The input buffer 202 and the output buffer 203 may also transmit and receive control data and the like.
The WTA buffer 204 receives the data indicating the end of the data processing from the cell CPU 201 at the end of the data processing by the cell CPU 201, and transmits the data to the WTA / summation circuit 30 to determine the end of the data processing by the WTA / summation. This is reported to the circuit 30. The end data indicating the end of the data processing includes, for example, the ID of the own cell processor 20 and priority data for determining the priority when the state variable value stored in the output buffer 203 is read by the BCMC 10.
[0025]
The program controller 205 loads a program defining the operation of the cell processor 20 from the BCMC 10. The program that defines the operation of the cell processor 20 includes a program for data processing executed by the cell processor 20, a data selection program that determines data necessary for processing by the cell processor 20, and a processing result read to the BCMC 10. There is a priority determination program that determines the priority at the time.
The instruction memory 206 stores a program fetched by the program controller 205. The stored program is read into the cell CPU 201 as needed.
[0026]
The data memory 207 stores data processed in the cell processor 20. Broadcast data determined to be necessary by the cell CPU 201 is written. The broadcast data is stored at an address corresponding to the cell address.
In this embodiment, a part of the data memory 207 is connected to the adjacent cell processor 20 via the shared memory, and data can be transmitted and received to and from the adjacent cell processor 20 every cycle.
[0027]
<WTA / sum circuit>
The plurality of WTA / sum circuits 30 determine the order in which the BCMC 10 takes in the state variable values from the cell processor 20 based on the data indicating the end of the data processing sent from each cell processor 20, and report the determined order to the BCMC 10.
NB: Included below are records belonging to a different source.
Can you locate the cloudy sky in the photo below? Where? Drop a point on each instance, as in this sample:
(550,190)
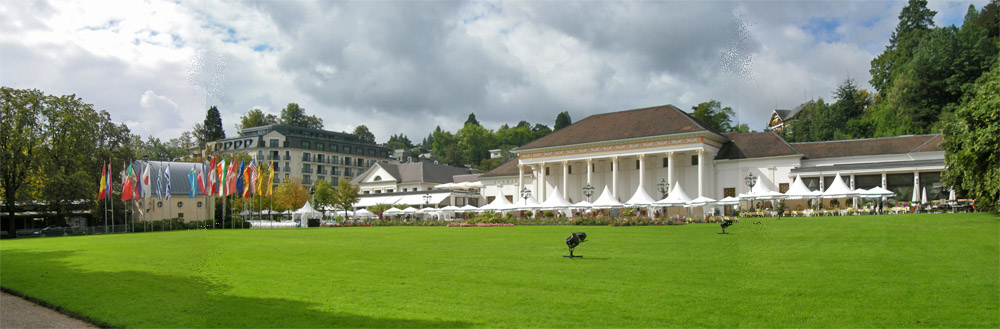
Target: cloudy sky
(408,66)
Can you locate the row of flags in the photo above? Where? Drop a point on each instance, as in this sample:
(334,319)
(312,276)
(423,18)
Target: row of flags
(222,180)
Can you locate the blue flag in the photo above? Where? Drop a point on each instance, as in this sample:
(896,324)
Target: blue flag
(166,177)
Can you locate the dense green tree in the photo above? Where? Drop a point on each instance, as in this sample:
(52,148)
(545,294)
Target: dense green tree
(972,142)
(914,21)
(445,147)
(364,134)
(256,118)
(472,119)
(293,115)
(211,128)
(53,149)
(474,141)
(399,141)
(714,115)
(562,120)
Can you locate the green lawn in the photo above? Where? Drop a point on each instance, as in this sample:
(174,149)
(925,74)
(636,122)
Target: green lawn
(863,271)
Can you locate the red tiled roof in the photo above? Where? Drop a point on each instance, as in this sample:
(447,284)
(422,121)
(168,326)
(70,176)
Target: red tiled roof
(755,145)
(871,146)
(651,121)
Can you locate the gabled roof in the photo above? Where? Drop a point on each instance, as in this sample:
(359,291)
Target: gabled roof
(870,146)
(419,172)
(509,168)
(755,145)
(786,115)
(645,122)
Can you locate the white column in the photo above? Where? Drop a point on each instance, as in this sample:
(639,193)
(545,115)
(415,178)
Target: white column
(520,177)
(642,170)
(565,178)
(614,177)
(670,169)
(701,173)
(541,188)
(590,166)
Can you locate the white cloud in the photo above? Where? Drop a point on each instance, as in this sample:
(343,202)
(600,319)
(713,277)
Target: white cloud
(405,67)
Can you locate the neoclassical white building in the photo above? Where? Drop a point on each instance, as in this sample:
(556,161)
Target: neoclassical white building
(643,148)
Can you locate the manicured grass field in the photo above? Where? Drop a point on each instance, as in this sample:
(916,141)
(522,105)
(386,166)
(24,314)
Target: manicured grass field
(862,271)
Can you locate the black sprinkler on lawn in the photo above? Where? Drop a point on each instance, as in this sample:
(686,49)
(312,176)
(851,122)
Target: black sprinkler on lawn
(725,224)
(575,240)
FIG. 4 shows a configuration example of the WTA / sum circuit 30.
Each WTA / sum circuit 30 includes two input registers A and B (hereinafter, a first input register 301 and a second input register 302), a switch 303, a comparator 304, an adder 305, and an output register 306. And is comprised.
[0028]
The first input register 301 and the second input register 302 include an integer register and a floating point register, respectively. In the integer register, for example, ID of the end data indicating the end of the data processing sent from the cell processor 20 is written, and in the floating-point register, for example, priority data is written.
The switch 303 activates one of the comparator 304 and the adder 305. Specifically, only one of them can be used according to the operation mode. The operation mode is determined by an instruction from the BCMC 10, for example. The operation mode will be described later.
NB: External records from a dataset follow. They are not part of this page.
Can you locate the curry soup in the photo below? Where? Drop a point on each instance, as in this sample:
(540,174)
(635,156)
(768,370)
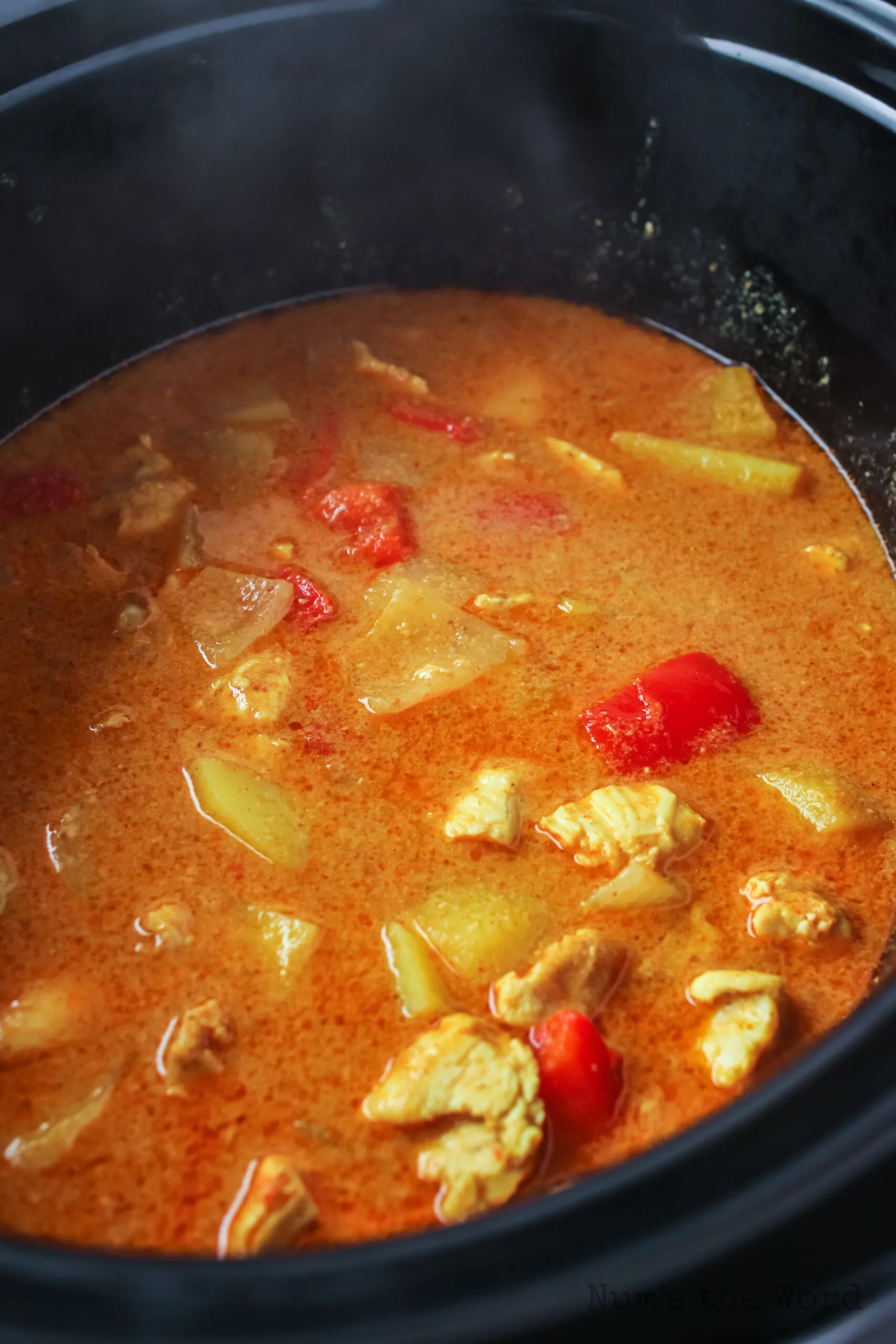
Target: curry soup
(473,683)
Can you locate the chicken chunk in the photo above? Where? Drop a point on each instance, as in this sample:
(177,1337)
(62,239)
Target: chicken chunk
(366,362)
(272,1209)
(578,972)
(718,984)
(828,560)
(738,1034)
(156,496)
(491,811)
(785,906)
(8,877)
(170,925)
(201,1038)
(256,692)
(620,823)
(42,1016)
(467,1067)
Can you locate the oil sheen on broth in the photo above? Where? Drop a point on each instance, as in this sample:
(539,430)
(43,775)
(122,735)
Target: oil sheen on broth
(473,683)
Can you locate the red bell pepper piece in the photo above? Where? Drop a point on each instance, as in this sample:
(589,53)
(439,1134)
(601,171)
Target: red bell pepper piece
(312,605)
(374,514)
(581,1074)
(45,490)
(683,707)
(462,429)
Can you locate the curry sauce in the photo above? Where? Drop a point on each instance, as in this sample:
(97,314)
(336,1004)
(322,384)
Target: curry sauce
(366,563)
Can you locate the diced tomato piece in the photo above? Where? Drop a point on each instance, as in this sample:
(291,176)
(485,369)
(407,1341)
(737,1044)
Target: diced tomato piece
(374,514)
(519,508)
(312,605)
(462,429)
(581,1074)
(683,707)
(46,490)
The comparator 304 compares the floating-point values held by the floating-point registers of the first input register 301 and the second input register 302, and determines the larger (or smaller) value and the associated integer. , Write to the output register 306.
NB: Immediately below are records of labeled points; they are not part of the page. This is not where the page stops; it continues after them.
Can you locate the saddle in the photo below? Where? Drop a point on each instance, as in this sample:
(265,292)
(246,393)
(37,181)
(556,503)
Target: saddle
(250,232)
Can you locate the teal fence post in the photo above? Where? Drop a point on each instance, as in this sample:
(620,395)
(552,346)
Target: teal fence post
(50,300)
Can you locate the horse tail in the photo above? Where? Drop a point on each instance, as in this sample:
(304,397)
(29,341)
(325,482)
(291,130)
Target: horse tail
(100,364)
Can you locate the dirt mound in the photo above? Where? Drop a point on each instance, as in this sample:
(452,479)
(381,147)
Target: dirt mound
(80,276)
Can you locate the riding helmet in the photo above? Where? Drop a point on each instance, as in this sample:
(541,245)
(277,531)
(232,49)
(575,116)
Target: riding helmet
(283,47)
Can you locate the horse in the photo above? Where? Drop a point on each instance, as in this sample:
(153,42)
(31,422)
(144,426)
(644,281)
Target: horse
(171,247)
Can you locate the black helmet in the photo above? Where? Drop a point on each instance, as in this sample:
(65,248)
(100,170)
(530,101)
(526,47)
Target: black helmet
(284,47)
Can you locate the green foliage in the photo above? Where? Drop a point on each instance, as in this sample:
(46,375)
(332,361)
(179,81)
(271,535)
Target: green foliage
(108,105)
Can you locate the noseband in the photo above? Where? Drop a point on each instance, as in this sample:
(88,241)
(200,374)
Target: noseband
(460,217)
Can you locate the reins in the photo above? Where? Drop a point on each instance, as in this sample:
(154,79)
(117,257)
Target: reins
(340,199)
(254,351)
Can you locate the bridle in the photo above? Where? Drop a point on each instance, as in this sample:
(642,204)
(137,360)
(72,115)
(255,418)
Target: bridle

The adder 305 calculates the sum of the floating-point values held by the floating-point registers of the first input register 301 and the second input register 302, and writes the calculation result to the output register 306.
The output register 306 has substantially the same configuration as the first input register 301 and the second input register 302. That is, it has an integer register and a floating point register. The ID is written in the integer register, and the priority data is written in the floating-point register.
[0029]
The WTA / sum circuit 30 has three operation modes described below.
[0030]
・ Maximum value (WTA) mode:
The switch 304 activates the comparator 304. The comparator 304 compares the floating-point values A and B held by the floating-point registers of the first input register 301 and the second input register 302, respectively, and determines the larger (or smaller) value and the associated value. Write an integer value to output register 306. When the writing to the output register 306 is completed, the first input register 301 and the second input register 302 are cleared. The contents of the output register 306 are written to the input register of the WTA / sum circuit 30 in the upper stage. At this time, if the input register to which the data is to be written is not cleared, the writing is stalled, and the writing is not performed in that cycle, but is performed in the next cycle.
[0031]
・ Addition mode:
Switch 303 activates adder 305. The adder 305 calculates the sum of the floating point values A and B held by the floating point registers of the first input register 301 and the second input register 302, and writes the calculation result to the output register 306. The contents of the output register 306 are written to the input register of the WTA / sum circuit 30 in the upper stage.
[0032]
・ Approximate sort mode:
The switch 304 activates the comparator 304. The comparator 304 compares the floating-point values A and B held by the floating-point registers of the first input register 301 and the second input register 302, respectively, and determines the larger (or smaller) value and the associated value. The integer value is written to the output register 306.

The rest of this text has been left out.